Labour Court's evaluation
On review, the Labour Court (LC) held that the findings made by the CCMA Commissioner were entirely disconnected with the evidence that was placed before him. The Commissioner had concluded that the employee’s actions were ‘extremely irresponsible’ in the context of the Covid-19 pandemic and this, the LC stated, should have confirmed the sanction of dismissal and that the employer’s disciplinary code was merely a guideline insofar as issued of sanctions were concerned.
The LC emphasised that the Commissioner was obliged to assess the nature of the misconduct in question and determine if the misconduct of the employee could be said to be of gross nature. Once that assessment was made, the Commissioner would have reached the invariable conclusion that the misconduct in question was of such gross nature as to negatively impact on a sustainable employment relationship, the sanction of dismissal would have been appropriate. The Commissioner had failed to consider the totality of the circumstances when considering the appropriateness of the sanction of dismissal.

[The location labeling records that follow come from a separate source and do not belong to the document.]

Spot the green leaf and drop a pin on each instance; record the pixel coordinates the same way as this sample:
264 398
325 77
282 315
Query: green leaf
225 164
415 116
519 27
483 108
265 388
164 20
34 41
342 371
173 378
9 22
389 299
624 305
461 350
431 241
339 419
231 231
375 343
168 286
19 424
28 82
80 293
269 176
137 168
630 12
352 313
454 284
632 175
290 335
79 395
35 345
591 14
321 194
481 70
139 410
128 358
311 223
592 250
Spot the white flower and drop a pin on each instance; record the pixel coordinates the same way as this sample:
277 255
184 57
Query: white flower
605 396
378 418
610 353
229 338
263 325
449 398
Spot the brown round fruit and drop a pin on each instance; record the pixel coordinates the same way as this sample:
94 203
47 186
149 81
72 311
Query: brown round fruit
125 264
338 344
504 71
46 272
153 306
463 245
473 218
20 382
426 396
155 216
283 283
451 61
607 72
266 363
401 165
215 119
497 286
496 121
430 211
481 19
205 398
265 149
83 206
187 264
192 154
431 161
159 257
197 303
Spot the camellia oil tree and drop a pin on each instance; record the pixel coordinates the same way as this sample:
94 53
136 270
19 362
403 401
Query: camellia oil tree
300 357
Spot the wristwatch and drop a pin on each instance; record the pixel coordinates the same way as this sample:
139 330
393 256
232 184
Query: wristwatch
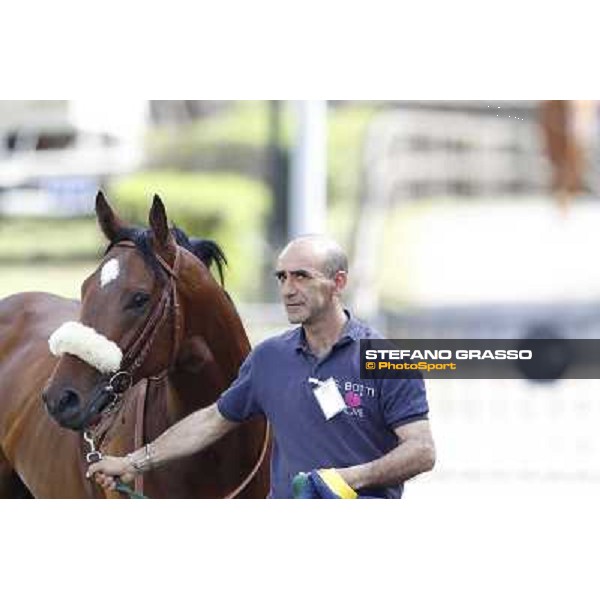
140 465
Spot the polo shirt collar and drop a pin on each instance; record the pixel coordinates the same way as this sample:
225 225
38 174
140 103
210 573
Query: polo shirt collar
351 332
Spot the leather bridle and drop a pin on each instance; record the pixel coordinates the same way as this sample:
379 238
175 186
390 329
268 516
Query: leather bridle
134 355
137 349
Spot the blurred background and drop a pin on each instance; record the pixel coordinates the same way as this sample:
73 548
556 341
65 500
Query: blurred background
466 219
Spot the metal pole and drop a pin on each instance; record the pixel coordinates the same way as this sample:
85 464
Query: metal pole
308 198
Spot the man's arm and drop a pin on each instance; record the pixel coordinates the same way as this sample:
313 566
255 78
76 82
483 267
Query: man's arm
414 454
188 436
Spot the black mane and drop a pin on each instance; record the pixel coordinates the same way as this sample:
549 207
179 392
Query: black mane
207 251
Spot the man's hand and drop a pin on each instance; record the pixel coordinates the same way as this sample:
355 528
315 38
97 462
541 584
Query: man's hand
104 471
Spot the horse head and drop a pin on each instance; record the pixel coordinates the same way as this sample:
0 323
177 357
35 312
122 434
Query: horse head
132 320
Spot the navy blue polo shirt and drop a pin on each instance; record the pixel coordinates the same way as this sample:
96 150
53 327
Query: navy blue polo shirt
273 381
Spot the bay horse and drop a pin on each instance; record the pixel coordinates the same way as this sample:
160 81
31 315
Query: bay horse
154 338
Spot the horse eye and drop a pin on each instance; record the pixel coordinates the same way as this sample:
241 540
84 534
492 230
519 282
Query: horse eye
138 300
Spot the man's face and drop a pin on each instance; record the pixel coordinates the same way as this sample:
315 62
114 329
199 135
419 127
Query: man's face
306 291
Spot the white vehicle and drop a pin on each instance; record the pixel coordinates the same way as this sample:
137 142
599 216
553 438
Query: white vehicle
56 170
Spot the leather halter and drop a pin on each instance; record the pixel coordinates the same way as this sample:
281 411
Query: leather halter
137 349
136 352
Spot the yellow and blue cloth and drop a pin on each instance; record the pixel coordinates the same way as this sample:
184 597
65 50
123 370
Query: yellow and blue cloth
322 484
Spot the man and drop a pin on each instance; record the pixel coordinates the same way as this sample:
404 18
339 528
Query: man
335 435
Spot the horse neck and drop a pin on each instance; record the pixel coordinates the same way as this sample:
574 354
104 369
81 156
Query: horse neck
214 341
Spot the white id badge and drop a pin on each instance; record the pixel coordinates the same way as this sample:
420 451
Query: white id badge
329 398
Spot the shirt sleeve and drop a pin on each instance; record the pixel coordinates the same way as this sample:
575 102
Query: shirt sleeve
403 400
239 401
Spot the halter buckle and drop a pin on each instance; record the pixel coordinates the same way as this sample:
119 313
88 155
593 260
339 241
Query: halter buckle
119 383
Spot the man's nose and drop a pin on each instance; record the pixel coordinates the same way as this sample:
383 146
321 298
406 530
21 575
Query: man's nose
287 288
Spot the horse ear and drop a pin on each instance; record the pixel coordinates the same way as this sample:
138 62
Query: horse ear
158 222
108 220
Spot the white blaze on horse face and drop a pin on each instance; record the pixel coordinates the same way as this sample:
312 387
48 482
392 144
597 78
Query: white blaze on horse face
110 271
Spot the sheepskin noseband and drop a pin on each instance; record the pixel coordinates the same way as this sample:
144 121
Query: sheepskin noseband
88 345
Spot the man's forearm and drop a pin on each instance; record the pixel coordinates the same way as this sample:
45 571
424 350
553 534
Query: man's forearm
186 437
410 458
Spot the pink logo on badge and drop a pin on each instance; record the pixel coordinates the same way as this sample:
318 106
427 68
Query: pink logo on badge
352 399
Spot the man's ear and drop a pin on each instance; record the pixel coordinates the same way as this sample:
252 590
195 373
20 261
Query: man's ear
341 280
109 222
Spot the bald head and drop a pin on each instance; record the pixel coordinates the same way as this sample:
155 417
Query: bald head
327 254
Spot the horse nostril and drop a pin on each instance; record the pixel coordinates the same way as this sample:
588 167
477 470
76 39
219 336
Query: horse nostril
68 400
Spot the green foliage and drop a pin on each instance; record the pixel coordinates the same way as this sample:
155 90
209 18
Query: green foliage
223 207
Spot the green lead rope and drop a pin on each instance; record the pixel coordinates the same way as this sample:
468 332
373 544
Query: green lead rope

Ultimately, the LC held that the dismissal of the employee was appropriate given the fact that:
a. he was aware that he was in contact with a person who had tested positive for Covid ‑19 and had himself experienced symptoms;
b. he had endangered the lives of everyone at the workplace including his colleagues, their families and communities;
c. he was a member of the ‘Coronavirus Site Committee’, he should have easily recognised his Covid-19 symptoms and should have known what to do when in contact with exposed to someone who had tested positive for Covid-19;
d. his conduct was inconsiderate and nonchalant in that he ignored all health and safety protocols in the workplace;
e. he walked around the workplace without a mask and hugging colleagues, thereby placing everyone he had been in contact with at great risk;
f. he did not show any form of contrition on his part. He was also dishonest in that he sought to conceal the date upon which he received his Covid-19 test results.
The LC concluded that at no point was the employee victimised. In fact, all the evidence put forward by the employer pointed to the employee being grossly negligent, reckless and dishonest. Therefore, a trust and working relationship between the employer and employer could no longer be sustainable.
The LC set aside the Commissioner’s award and held that the employee’s dismissal was substantively fair.
Importance of the case
This case emphasises the obligation placed on employees to always abide by Covid-19 health and safety protocols in the workplace, as the failure to do so may result in termination of their employment.